Opini
Polhum

Dahlan Iskan dan Luka yang Tak Ditulis Sejarah

oleh: Yusran Darmawan*

Di usia 74 tahun, Dahlan Iskan seharusnya telah sampai pada fase hidup yang damai. Duduk tenang di beranda rumah, menyeduh teh hangat, menulis catatan inspiratif setiap pagi, dan menjadi saksi atas pertumbuhan cucu-cucunya yang mulai mengukir masa depan.

Ia punya cukup cerita untuk dibagi, cukup luka untuk dikenang, dan cukup api untuk terus menghangatkan generasi baru.

Tapi hidup ternyata masih menyisakan satu babak getir yang belum selesai.

Alih-alih menjadi penutur kisah, Dahlan justru kembali menjadi tokoh utama dalam drama hukum yang tak pernah ia duga. Ia harus bolak-balik memberikan keterangan ke polisi atas laporan seorang direksi Jawa Pos, perusahaan yang dulu ia bangun dari nol, ia besarkan dengan darah dan tenaga. Bahkan dia harus ganti hati demi bisa terus bekerja.

Bukan perkara korupsi besar, bukan pula skandal kekuasaan. Tapi soal kepemilikan saham di Tabloid Nyata, salah satu produk media di bawah jaringan Jawa Pos yang ia kembangkan bertahun-tahun silam.

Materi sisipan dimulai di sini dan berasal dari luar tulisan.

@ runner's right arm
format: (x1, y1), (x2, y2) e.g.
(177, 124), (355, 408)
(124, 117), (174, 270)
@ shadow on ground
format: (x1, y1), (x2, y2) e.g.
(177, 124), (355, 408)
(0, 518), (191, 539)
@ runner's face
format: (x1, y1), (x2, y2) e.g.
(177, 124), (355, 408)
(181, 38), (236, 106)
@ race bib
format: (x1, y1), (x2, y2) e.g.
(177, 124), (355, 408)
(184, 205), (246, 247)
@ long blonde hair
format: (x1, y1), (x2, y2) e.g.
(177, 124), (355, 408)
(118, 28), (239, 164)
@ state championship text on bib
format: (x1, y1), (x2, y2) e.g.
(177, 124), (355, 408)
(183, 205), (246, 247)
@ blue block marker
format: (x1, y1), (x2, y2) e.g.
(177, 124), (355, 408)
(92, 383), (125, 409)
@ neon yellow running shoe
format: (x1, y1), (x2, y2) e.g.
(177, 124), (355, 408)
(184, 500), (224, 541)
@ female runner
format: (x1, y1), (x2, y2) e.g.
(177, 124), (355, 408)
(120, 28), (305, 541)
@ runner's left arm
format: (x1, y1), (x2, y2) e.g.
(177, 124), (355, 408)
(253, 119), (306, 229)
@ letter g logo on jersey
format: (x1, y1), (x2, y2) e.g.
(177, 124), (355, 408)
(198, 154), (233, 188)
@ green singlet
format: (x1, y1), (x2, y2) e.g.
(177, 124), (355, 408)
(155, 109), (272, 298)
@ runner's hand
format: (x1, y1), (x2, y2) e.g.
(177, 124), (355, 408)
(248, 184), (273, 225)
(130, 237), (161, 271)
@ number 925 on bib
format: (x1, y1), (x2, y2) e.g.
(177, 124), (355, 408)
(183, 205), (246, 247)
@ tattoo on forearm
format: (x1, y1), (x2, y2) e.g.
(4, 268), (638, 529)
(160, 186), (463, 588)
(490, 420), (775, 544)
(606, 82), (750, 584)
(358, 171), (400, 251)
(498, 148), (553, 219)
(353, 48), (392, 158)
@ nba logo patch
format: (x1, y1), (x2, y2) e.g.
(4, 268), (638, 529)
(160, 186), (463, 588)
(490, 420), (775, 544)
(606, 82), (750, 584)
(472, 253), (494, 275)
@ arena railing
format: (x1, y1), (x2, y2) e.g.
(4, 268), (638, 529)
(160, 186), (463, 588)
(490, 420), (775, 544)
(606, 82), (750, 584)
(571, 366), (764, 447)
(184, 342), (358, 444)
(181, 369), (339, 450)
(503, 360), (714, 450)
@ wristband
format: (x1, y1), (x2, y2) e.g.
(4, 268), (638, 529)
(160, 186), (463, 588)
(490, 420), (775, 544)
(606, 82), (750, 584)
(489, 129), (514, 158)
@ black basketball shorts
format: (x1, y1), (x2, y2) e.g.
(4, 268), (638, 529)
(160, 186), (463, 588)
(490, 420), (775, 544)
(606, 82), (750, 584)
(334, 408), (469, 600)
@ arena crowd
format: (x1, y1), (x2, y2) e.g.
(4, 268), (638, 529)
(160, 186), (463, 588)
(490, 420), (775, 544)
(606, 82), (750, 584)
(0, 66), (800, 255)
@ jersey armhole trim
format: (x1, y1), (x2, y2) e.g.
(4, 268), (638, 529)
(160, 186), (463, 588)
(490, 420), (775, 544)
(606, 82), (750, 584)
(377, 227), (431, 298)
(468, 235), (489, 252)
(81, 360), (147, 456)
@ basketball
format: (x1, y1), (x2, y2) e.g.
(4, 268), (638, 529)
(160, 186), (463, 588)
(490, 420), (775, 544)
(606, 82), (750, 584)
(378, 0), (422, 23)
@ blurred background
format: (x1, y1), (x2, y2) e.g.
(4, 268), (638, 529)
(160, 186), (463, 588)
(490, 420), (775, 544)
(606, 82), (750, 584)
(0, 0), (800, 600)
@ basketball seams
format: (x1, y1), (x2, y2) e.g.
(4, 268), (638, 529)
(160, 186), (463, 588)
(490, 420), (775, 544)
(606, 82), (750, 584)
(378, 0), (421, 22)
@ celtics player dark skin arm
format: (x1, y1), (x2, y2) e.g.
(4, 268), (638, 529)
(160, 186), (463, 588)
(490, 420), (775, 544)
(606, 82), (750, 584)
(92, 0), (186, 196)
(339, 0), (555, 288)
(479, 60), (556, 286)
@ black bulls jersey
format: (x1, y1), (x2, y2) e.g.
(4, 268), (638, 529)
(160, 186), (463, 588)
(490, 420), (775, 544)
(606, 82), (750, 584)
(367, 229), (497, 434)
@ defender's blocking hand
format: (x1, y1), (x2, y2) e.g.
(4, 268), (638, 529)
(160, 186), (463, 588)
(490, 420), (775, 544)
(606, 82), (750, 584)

Dahlan mengaku, perkara ini terjadi sekitar 25 tahun lalu. Saat itu, ia tengah fokus membesarkan Jawa Pos, membangun jaringan media hingga ke kota-kota kecil di Indonesia, dan kemudian sempat mundur dari jabatan Direktur Utama karena dipercaya memimpin salah satu BUMN. Sejak 2009, ia pun benar-benar melepaskan diri dari manajemen.

“Sungguh tidak saya sangka persoalan itu diadukan ke polisi,” tulisnya dalam unggahan Instagram. Ia menyebut bahwa Nyata memang bukan sepenuhnya milik Jawa Pos, dan ada sejarah panjang yang menjelaskan struktur kepemilikannya.

Namun direksi saat ini, yang menurutnya tidak mengetahui sejarah, menganggap Nyata bagian dari Jawa Pos. Maka jadilah sengketa. “Saya tegaskan: ini sengketa saham di Nyata. Bukan di Jawa Pos. Perdata,” tulisnya lagi.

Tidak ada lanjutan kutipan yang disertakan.